Für den als Laien zu bewertenden Musikfreund sind die Kapitel „Beziehung zwischen Landschaft und Musikleben“, „Vom Idyll zum Image“, „Im Schatten des Ararat“, „Weltreise“ und „Ein Subventionsakt des alten Wiener Konservatoriums“ bestimmt. Sittners nicht ganz leicht zu lesendes Buch — der Autor liebt überlange Perioden mit häufigen Einschüben — ist das Buch eines Mannes, der die sieben Dezennien seines Lebens mit unablässiger, werteschaffender und vor allem ihn mit der Jugend verbindender Arbeit ausgefüllt und sich dadurch selbst jung erhalten hat.
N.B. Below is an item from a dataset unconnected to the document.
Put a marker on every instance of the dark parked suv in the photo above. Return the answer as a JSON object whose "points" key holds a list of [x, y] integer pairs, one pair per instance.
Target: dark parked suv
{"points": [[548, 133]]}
Sittner gehört zu jener seltenen Kategorie von Menschen, die sich nicht — mehr oder weniger widerstandslos — vom Leben treiben lassen, sondern ihm eine gezielte Stoßrichtung geben und diese konsequent, bis auf eine Bremsung durch Vis major, durchzuhalten versuchen.

AUS SCHRIFTEN UND REDEN. Band 3. Von Hans Sittner. Verlag Mozart-Gemeinde (Elisabeth La-fite) Wien, 1973. 144 Seiten.